The prospects for a U.S. economic soft landing have recently improved, as reflected in the rebound of the S&P 500, which has climbed more than 8% since August 6. This optimism is fueled by favorable economic data, including positive retail sales, inflation, and producer price reports, which have alleviated fears of a recession sparked by earlier weak employment figures. The likelihood of the Federal Reserve implementing large rate cuts in September has diminished, with futures now showing only a 25% chance of a 50 basis point cut. Goldman Sachs analysts believe the U.S. economy is on track for a soft landing despite recent market volatility, which they attribute more to investor positioning than underlying economic fundamentals. Encouraging data on jobless claims, inflation, and retail sales support this outlook. I also believe that fears of a recession are overblown, and the focus should remain on continued economic expansion and small rate cuts. This will help RIVN’s position because slow but moderate growth can help the company grow, especially if they come up with the cheaper EV options that they have in their pipeline.

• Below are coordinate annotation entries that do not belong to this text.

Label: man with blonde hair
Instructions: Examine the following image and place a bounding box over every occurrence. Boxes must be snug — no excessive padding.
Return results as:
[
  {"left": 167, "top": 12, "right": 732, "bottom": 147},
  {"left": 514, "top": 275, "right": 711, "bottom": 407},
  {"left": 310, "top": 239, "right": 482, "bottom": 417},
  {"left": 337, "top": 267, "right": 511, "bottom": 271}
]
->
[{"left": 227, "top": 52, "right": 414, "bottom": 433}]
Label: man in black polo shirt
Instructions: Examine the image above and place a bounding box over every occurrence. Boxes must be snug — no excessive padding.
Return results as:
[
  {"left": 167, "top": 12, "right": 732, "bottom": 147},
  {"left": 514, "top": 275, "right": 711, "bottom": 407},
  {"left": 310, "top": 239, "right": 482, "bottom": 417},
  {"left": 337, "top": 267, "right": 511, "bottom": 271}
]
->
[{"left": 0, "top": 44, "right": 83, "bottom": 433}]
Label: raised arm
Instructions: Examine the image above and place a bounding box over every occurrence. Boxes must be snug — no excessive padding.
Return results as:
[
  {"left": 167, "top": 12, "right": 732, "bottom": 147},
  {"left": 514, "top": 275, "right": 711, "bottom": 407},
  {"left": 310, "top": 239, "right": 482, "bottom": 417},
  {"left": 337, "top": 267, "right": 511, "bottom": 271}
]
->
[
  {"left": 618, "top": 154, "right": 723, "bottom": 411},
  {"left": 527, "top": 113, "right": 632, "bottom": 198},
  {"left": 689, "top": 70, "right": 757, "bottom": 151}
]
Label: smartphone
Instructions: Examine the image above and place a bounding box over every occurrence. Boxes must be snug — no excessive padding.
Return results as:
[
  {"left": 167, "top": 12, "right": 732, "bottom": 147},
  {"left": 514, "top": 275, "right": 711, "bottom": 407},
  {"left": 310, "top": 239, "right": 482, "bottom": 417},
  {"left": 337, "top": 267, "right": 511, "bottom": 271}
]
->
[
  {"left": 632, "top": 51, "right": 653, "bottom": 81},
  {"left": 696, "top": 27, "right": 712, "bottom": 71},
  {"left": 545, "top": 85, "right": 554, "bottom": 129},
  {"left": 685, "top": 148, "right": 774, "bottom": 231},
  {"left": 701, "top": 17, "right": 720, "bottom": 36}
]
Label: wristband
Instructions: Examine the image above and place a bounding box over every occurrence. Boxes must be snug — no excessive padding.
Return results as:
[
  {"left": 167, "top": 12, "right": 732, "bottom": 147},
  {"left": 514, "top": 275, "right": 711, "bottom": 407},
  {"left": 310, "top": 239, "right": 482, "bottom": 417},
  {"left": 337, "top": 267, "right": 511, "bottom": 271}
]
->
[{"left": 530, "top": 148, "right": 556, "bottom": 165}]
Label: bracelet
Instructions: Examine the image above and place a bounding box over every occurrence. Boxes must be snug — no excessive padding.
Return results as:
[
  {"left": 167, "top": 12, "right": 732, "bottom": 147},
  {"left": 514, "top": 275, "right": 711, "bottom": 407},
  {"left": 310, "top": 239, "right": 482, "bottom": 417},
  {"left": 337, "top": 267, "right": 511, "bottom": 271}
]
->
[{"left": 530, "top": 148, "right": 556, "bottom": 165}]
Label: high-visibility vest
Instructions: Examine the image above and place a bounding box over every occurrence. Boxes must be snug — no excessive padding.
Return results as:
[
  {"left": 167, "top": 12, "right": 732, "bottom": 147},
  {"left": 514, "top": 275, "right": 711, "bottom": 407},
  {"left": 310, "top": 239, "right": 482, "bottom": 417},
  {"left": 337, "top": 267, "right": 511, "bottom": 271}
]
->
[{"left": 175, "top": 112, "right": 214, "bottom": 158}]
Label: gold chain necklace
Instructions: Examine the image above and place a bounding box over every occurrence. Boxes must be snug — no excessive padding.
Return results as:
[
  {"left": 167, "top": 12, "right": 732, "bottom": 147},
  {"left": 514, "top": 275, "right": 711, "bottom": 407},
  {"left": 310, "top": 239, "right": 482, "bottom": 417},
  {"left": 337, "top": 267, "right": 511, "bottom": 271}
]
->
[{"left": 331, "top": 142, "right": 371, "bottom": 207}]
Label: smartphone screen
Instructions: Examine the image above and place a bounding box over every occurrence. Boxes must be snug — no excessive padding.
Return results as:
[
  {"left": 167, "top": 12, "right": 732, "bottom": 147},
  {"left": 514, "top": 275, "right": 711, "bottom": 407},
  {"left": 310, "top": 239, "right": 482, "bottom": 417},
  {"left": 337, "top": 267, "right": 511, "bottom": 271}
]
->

The EV Marketplace at the moment
In the first half of 2024, the US and Canadian EV markets showed moderate growth, with sales increasing by 10% compared to the same period in 2023. Although the market had a slow start, the second quarter saw improvements, with companies like GM and Ford increasing their BEV sales by 34% and 18%, respectively. Additionally, new models like Honda’s Prologue SUV contributed to the market’s growth. Production ramped up, particularly in Mexico, where GM produced nearly 60,000 BEVs in H1 2024. What do I think about its future growth prospects? The future trends of the EV market show strong regional disparities. China’s market is expected to continue its robust growth, driven by increasing sales of both BEVs and PHEVs. In contrast, Europe may struggle to meet ambitious growth targets unless corrective measures are taken, as the region’s growth has slowed significantly. The U.S. market is likely to experience moderate growth, with improvements seen in the latter half of 2024. Battery demand is expected to continue rising, particularly driven by the stationary storage market. This growth is supported by federal incentives that provide substantial tax credits. Tesla (TSLA) continues to dominate with almost 50% market share, but competition is intensifying, especially from Hyundai-Kia, which now accounts for 11% of U.S. EV sales while Rivian stands at 4%.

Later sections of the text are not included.